Der Mann ist offenbar nicht die hellste Kerze auf der Torte. Seine Mitteilung vermag uns nichts Sinnvolles mitzuteilen. Nehmen wir an, er wollte statt "Migration" eigentlich "Integration" schreiben, aber mangels Konzentration und sachlicher Zurechnungsfähigkeit ist das mißlungen.

Macht nichts. Das wird flott zurechtgedacht, denn die Träume der Vaterländischen sind ja kein Geheimnis: Das Land, also eigentlich Ländchen, abschotten und den gegebenen Wohlstand genießen. Daß sich sowas schon per se ausschließt, weil Volkswirtschaft keine Hauswirtschaft ist, hat diesen Vaterländischen leider niemand verraten.

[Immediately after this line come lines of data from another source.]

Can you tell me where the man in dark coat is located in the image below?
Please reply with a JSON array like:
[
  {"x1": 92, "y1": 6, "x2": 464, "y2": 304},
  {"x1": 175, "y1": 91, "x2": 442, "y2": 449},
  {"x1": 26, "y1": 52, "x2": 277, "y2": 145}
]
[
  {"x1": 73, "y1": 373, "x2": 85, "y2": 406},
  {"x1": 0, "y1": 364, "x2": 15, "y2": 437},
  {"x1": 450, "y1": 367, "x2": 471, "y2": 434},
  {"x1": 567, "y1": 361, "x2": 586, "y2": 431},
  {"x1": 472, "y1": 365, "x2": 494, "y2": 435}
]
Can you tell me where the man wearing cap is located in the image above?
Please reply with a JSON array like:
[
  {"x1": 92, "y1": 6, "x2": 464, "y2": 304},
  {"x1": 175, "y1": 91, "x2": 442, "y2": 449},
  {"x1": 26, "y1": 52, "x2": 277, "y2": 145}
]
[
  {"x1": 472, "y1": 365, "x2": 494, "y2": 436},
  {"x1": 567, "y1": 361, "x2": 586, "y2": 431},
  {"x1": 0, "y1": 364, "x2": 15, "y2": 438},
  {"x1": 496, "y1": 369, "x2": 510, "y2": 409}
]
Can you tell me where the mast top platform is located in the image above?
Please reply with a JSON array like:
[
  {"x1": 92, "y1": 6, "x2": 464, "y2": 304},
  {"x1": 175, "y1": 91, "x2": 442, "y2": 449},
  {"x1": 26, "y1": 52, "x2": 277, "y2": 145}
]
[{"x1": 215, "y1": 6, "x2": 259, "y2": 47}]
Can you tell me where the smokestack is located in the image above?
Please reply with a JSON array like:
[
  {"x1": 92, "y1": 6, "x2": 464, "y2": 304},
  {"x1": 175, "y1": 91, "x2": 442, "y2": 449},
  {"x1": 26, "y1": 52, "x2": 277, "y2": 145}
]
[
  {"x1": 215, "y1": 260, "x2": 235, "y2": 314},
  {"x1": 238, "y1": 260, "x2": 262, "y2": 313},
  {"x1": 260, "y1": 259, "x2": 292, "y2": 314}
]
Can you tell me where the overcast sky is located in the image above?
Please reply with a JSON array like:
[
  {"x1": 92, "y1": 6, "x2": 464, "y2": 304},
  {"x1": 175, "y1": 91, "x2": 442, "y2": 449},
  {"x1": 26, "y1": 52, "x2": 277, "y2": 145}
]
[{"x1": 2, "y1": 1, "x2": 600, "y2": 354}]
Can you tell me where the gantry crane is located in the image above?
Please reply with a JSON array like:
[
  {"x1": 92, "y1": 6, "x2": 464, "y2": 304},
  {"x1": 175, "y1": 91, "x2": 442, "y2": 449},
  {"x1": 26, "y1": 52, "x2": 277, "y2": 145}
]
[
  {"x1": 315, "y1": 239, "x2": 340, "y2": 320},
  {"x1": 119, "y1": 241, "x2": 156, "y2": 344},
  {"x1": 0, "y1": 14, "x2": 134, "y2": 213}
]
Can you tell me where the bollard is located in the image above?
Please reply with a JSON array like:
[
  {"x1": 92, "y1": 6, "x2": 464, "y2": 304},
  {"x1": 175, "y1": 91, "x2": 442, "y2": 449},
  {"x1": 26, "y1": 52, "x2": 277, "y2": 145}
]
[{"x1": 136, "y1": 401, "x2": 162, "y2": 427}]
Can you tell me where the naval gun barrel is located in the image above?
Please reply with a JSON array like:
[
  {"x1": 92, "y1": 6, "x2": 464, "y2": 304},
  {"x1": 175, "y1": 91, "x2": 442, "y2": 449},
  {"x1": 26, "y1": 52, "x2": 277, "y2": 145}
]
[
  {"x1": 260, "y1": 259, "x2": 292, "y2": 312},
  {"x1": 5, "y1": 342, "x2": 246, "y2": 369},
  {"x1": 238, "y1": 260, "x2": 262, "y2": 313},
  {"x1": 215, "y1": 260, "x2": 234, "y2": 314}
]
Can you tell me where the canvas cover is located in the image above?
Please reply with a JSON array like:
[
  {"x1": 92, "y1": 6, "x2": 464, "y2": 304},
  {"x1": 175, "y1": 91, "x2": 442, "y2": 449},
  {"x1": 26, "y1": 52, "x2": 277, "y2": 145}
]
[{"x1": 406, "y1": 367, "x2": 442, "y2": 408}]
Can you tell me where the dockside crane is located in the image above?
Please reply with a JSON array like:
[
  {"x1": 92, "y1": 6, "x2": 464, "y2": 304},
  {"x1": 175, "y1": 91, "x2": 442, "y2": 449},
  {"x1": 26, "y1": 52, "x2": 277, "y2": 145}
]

Kurz gesagt, Abschottung und Wohlstand gehen nicht zusammen. Aber das ist ein anderes Thema. "Europa braucht endlich dichte Grenzen." fordert der bewegte Mann. Wir hätten derzeit nicht einmal genug Kinder aufgezogen, um solche dichten Grenzen ausreichend mit Peronal zu besetzen.

Wir brauchen nämlich einerseits unsere Kinder, mindestens, um jene Gelder zu erwirtschaften, mit denen wir unsere Pension genießen wollen. (Wie viele pensionierte Leute kommen derzeit auf wie viele erwerbstätige Leute?)

Da uns genau der zunehmend gefährdete Wohlstand ermöglicht, mehrheitlich ziemlich alt zu werden, brauchen wir zweitens eine Menge junge Leute, um uns beizeiten zu betreuen, zu begleiten zu pflegen, wenn wir zu tatterig geworden sind, um das alles selbst zu regeln. Zu all dem sollten sich unsere jungen Leute auch noch um ihre eigene Zukunft kümmern können. Aber wie?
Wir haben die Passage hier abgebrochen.